My cousin's an idiot on 1673467 different levels

I have a cousin who just turned 33 in November. Pretty girl. Blonde.

Was previously married, and has two kids. 13 and 6. Zach (the 13-year old) is uncontrollable. He’s been in and out of Ten Broeck, which is a hospital for mental health services, at least two times. He’s a terribly misguided child, and really needs help. In the last year, he’s been committed to Ten Broeck for a stay of almost three months, and showed improvement. But he’s regressed dramatically. In the last year, the cops have been to her house more times than I can count due to things like Zach fighting with neighborhood kids, stealing things out of people’s garages, etc.

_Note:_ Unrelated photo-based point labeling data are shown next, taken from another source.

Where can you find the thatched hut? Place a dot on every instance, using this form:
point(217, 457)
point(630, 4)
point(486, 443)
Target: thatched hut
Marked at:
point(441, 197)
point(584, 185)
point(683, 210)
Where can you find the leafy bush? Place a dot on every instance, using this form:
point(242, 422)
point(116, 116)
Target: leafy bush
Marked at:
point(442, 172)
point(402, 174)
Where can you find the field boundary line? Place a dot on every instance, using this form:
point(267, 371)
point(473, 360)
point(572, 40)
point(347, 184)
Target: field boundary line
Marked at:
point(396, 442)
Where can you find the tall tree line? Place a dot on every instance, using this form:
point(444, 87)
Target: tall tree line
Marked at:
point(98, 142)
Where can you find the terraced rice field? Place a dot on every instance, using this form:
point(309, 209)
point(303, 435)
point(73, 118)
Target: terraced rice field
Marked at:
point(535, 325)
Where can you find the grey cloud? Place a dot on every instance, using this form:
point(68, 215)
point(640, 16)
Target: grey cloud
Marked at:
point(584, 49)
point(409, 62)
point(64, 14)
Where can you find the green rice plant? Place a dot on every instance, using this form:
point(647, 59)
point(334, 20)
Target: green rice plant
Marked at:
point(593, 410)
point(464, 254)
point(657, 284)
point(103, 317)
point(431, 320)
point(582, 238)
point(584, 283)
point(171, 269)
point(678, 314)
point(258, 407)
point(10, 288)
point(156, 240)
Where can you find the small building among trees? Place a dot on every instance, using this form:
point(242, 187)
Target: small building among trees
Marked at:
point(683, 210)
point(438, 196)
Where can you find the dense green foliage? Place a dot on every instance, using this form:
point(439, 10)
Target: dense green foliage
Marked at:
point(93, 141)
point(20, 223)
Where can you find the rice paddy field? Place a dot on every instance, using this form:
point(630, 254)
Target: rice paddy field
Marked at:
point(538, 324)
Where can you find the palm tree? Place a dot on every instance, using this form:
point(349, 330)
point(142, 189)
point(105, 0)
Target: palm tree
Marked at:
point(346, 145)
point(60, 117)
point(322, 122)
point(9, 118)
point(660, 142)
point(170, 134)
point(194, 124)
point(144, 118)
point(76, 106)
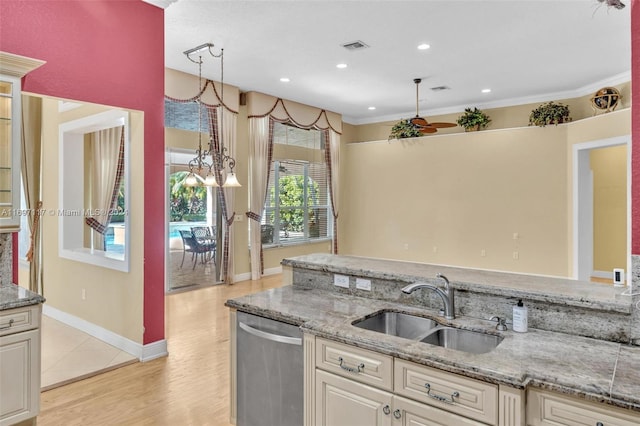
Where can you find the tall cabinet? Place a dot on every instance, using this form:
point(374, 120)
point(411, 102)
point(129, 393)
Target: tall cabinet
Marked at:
point(12, 69)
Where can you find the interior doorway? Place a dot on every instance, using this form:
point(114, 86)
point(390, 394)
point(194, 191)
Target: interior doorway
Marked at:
point(192, 240)
point(601, 214)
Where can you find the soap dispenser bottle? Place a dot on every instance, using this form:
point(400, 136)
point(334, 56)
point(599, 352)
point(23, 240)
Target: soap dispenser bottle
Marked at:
point(520, 317)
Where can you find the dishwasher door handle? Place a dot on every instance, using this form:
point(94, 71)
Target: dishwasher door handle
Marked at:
point(273, 337)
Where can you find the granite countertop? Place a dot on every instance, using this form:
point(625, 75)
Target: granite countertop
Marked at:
point(14, 296)
point(525, 286)
point(596, 370)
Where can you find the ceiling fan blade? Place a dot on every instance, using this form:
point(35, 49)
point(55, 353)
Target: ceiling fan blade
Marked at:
point(419, 121)
point(442, 125)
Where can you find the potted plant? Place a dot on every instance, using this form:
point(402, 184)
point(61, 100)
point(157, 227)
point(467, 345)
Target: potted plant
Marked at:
point(404, 129)
point(549, 113)
point(473, 119)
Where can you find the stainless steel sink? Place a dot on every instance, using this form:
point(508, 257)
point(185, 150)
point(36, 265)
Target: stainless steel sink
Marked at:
point(398, 324)
point(429, 331)
point(463, 340)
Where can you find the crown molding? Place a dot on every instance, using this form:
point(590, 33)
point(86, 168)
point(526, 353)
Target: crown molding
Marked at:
point(502, 103)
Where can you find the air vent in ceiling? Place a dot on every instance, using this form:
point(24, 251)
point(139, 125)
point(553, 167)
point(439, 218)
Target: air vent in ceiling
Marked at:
point(355, 45)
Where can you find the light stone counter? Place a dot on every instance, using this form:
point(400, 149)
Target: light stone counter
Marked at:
point(13, 296)
point(593, 369)
point(531, 287)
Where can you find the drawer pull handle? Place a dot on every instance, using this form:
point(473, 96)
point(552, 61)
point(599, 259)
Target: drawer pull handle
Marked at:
point(11, 321)
point(445, 399)
point(350, 369)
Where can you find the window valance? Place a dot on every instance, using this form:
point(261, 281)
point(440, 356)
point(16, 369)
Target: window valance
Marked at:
point(304, 116)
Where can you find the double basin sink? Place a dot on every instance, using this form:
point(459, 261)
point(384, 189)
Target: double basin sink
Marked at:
point(426, 330)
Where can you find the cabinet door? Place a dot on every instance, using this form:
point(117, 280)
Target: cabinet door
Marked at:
point(9, 153)
point(410, 413)
point(20, 376)
point(343, 402)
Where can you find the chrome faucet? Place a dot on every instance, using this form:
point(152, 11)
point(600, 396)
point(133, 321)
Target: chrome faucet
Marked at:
point(447, 295)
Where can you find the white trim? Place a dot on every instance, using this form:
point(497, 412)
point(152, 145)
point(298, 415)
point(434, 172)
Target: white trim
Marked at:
point(272, 271)
point(17, 65)
point(566, 94)
point(576, 232)
point(142, 352)
point(247, 275)
point(242, 277)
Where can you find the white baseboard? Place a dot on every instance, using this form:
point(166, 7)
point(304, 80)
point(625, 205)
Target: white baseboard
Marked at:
point(142, 352)
point(247, 275)
point(272, 271)
point(242, 277)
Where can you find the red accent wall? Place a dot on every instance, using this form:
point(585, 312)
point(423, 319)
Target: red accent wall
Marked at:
point(106, 52)
point(635, 127)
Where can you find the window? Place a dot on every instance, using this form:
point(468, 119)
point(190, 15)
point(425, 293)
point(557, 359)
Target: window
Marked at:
point(297, 208)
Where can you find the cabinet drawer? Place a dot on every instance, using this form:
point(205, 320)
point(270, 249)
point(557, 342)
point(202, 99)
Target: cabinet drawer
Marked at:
point(461, 395)
point(19, 319)
point(355, 363)
point(546, 408)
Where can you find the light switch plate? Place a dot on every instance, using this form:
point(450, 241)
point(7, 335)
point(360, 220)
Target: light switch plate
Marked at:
point(363, 284)
point(341, 280)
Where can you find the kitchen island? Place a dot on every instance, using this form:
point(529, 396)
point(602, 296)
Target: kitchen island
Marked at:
point(20, 319)
point(602, 374)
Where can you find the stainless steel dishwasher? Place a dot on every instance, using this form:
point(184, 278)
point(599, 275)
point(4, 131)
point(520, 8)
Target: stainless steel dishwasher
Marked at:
point(269, 372)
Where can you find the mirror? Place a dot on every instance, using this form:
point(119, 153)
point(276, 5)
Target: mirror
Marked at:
point(93, 207)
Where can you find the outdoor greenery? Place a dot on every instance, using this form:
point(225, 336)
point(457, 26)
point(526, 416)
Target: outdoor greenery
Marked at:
point(188, 203)
point(404, 129)
point(473, 119)
point(291, 195)
point(549, 113)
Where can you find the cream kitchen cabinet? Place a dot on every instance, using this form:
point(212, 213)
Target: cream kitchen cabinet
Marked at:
point(20, 366)
point(552, 409)
point(340, 401)
point(355, 386)
point(12, 69)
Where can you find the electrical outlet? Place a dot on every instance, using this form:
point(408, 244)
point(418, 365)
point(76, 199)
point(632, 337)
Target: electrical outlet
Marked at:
point(363, 284)
point(341, 281)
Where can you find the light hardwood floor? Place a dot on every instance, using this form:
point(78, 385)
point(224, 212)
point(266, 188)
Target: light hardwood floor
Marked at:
point(189, 387)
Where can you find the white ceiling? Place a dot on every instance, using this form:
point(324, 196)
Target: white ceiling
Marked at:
point(524, 51)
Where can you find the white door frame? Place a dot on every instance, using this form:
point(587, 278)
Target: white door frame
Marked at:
point(583, 205)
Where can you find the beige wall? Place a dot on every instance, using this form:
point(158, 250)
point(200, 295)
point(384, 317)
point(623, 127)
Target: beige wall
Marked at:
point(114, 299)
point(445, 199)
point(501, 118)
point(609, 167)
point(465, 193)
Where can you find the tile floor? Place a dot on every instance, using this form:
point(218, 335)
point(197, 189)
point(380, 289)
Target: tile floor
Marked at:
point(69, 354)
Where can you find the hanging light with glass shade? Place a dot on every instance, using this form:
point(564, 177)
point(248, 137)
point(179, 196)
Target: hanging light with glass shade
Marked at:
point(207, 159)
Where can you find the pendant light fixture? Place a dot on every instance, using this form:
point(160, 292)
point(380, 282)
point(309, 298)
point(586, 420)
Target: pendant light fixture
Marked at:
point(207, 160)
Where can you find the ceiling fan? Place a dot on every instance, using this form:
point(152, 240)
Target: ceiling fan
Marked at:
point(421, 123)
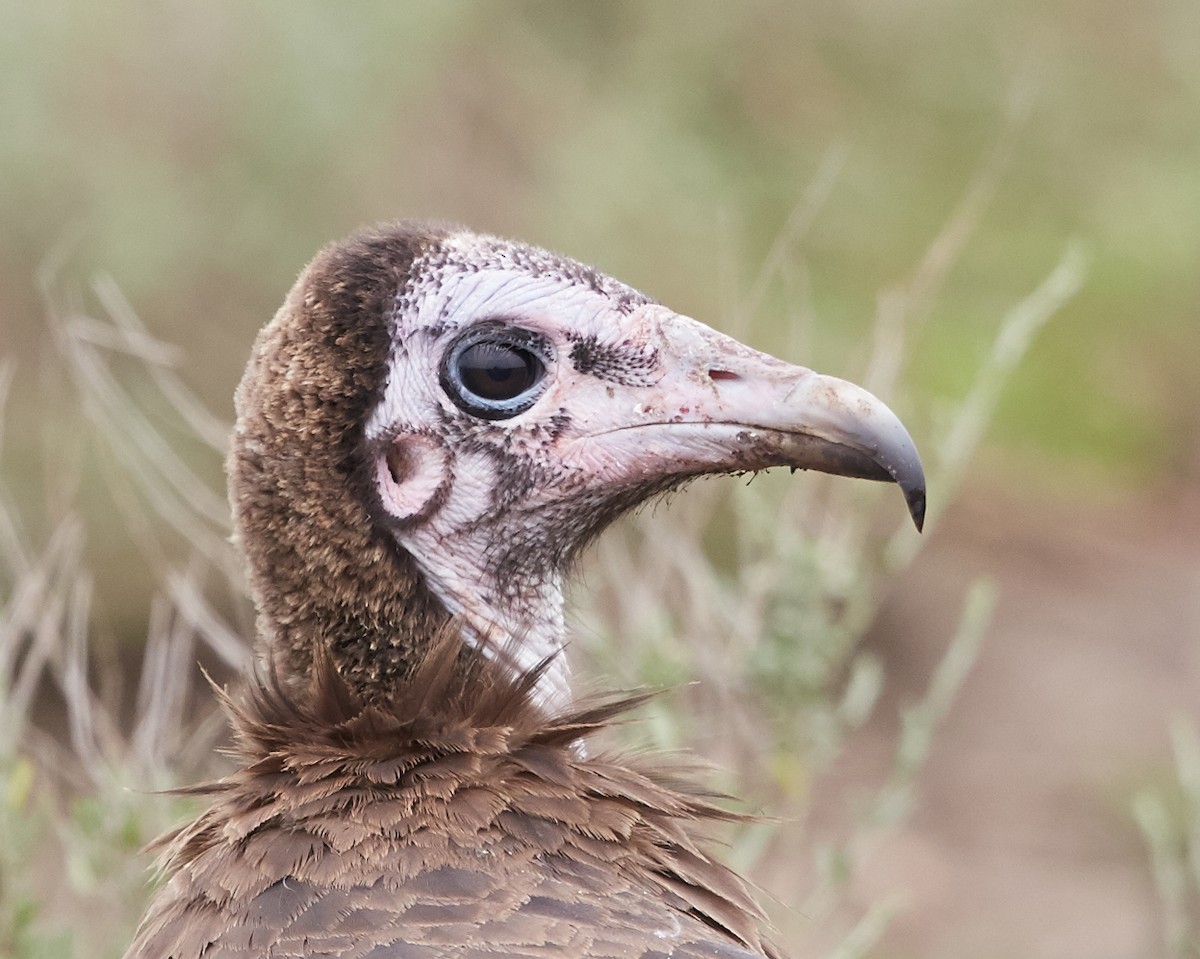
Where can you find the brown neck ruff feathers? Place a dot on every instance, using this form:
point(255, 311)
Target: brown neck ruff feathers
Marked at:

Stacey (my cousin) is someone I’ve known my whole life. We grew up together. She has lupus which debiltates her to the point of an average of two to three ER visits every month. She’s also a pill hound, and her idea of parenting is to lay in her bed and yell at the kids. She also has no reservations about calling them “little fuckers,” etc. To their faces.

She’s been dating this guy, Bryan, for the last five years.

When she met Bryan, he’d just been released from jail, after doing nine years for accomplice to armed robbery.

I try not to hold that against him[sup]*[/sup], as anyone can make a mistake, and he’s paid his debt to society.

Since his release, Bryan has taken to smoking pot on a daily basis. Which, while certainly not the worst of the illegal substances one can abuse, is bad enough. Bryan has huge get-togethers that involve several neighborhood people (including minors) over for pot parties. In recent months, he’s also bridged over to crack on occasion. While her kids are up and around.

When I mention this to Stace, her response is that he could certainly do worse than pot, and she has to make some sacrifices, and that this is the life she’s chosen, and he tolerates her pill-popping, and that no one would put up with her medical condition AND the kids.

Several months ago, Bryan used to pal around with a kid named Travis. Then, all of the sudden, some of Bryan’s work equipment (he’s self-employed as a house painter) comes up missing, and Travis is who Bryan suspects. He wants Travis’ head on a spike.

Few months later, Travis and Bryan are all buddy-buddy again. And they promptly get arrested for robbery, theft, etc.

When the cops come by the house to talk to Bryan (who, BTW, has an outstanding warrant in a bordering county for a traffic violation…he was driving on a suspended license, got busted, was ordered to spend three days in jail, was released because they didn’t have room, was called to come in to do his three days, and never went), he decides that he can’t go back to jail, and - rather than talking to the police, who are only looking for Travis - opts to hide Travis in the attic, and crawl out a back window and hide under the house. Needless to say, the police soon found and arrested Bryan, and impounded the car that Bryan was using (which contained stolen merchandise. Bryan pled ignorance, stating that it wasn’t his car - his is in the shop, and he was borrowing it. The cops mentioned that he HAD been driving the car, and it’s parked in HIS driveway).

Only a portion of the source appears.